INDIANAPOLIS (AP) — Perhaps no one in the IRL had a worse May — or a worse race day — than Sarah Fisher.

First, her initial sponsors backed out of their deals after Fisher and her husband poured their life savings into her new race team. Then, armed with a new set of sponsors for yesterday’s Indianapolis 500, Fisher endured a whole new set of problems, culminating with her No. 67 car being taken out in a crash on lap 106.

Like the rest of the month, it wasn’t even her fault.

“I’ve been known my whole career to be able to get out of incidents like that,” Fisher said, crying. “That’s the crazy thing about this sport. This is going to set us back a little bit.
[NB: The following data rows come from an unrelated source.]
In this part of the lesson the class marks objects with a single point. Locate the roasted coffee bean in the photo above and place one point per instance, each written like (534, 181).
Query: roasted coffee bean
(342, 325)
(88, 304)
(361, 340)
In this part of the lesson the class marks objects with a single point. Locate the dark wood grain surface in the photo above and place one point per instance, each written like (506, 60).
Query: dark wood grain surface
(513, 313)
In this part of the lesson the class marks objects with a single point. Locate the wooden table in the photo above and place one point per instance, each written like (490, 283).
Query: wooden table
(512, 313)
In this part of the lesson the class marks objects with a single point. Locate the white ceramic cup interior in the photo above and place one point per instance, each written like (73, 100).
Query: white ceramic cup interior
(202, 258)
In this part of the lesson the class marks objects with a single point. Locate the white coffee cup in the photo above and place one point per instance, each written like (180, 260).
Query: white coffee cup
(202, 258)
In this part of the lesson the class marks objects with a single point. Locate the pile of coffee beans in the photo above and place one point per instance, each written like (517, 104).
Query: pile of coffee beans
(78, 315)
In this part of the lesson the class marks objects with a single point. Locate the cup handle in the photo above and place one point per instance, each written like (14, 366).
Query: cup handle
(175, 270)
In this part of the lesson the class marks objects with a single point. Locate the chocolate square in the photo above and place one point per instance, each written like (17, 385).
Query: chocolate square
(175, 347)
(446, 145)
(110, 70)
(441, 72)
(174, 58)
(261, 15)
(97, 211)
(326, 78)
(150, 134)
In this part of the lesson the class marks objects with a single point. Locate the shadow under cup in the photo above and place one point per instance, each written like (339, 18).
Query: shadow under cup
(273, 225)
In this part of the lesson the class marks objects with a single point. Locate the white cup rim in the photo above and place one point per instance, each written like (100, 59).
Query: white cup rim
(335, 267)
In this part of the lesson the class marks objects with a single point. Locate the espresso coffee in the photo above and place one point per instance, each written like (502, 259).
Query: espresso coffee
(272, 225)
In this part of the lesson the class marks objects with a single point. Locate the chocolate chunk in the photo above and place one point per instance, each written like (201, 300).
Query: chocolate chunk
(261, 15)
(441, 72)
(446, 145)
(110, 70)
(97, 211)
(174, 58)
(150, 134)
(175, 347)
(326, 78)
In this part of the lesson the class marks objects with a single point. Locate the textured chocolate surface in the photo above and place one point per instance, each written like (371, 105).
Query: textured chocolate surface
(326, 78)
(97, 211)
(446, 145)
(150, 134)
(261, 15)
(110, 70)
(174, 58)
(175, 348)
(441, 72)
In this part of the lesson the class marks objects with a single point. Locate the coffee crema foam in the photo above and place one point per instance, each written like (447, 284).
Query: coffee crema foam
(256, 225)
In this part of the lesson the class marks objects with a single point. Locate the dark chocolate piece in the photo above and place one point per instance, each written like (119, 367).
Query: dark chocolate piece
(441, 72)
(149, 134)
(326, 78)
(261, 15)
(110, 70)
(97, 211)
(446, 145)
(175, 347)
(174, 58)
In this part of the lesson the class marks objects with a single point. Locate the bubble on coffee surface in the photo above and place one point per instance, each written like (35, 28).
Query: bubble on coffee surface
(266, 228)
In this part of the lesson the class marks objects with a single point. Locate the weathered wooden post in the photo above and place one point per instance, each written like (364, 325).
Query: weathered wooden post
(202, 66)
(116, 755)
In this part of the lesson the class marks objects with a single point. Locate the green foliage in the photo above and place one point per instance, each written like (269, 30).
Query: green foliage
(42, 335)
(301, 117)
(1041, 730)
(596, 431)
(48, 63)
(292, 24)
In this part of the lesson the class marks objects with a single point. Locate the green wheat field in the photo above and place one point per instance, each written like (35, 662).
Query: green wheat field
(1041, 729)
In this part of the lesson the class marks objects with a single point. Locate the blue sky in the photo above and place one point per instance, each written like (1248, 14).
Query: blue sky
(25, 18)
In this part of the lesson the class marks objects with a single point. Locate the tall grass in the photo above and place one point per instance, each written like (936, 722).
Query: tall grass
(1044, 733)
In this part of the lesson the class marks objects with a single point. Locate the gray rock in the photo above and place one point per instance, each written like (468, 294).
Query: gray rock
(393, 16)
I think I’ve experienced every emotion there is to it.”

Fisher crashed three times in her first four career starts at Indy, but this race day might have been the worst of all.

When the traditional command for drivers to start their engines was given, Fisher sat on the starting grid waiting for her crew to fire the engine as the other 32 cars pulled away.

Once she got started, Fisher used the pace laps to get back into her No. 22 starting position.

But just 13 laps into the race, Fisher spun entering the third turn. Fortunately, she didn’t hit the wall, and after the crew checked the car and got it restarted, Fisher made it back onto the track.

Finally, when race leader Tony Kanaan hit the wall in turn three, he slid across the track right in front of Fisher and sent her sliding into the inside wall.

Rookie parade

Eleven rookies started yesterday’s race. Only six finished it.

That’s not surprising given what normally happens with first-timers on the historic 2½-mile oval.

Graham Rahal, at 19 the youngest driver to win an IndyCar race, was the first one out when he tried to pass a slowing Alex Lloyd in the fourth turn. Rahal went high, ended up too high and slammed into the wall.

Also included among the mangled at day’s end were rookies Justin Wilson, Jaime Camara and Alex Lloyd.

The top rookie finisher was Ryan Hunter-Reay, who started 20th and finished sixth. The improvement was the second-biggest of the day, matching that of two other rookies — Spain’s Oriol Servia and Brazil’s Enrique Bernoldi. Servia went from 25th to 11th, while Bernoldi went from 29th to 15th.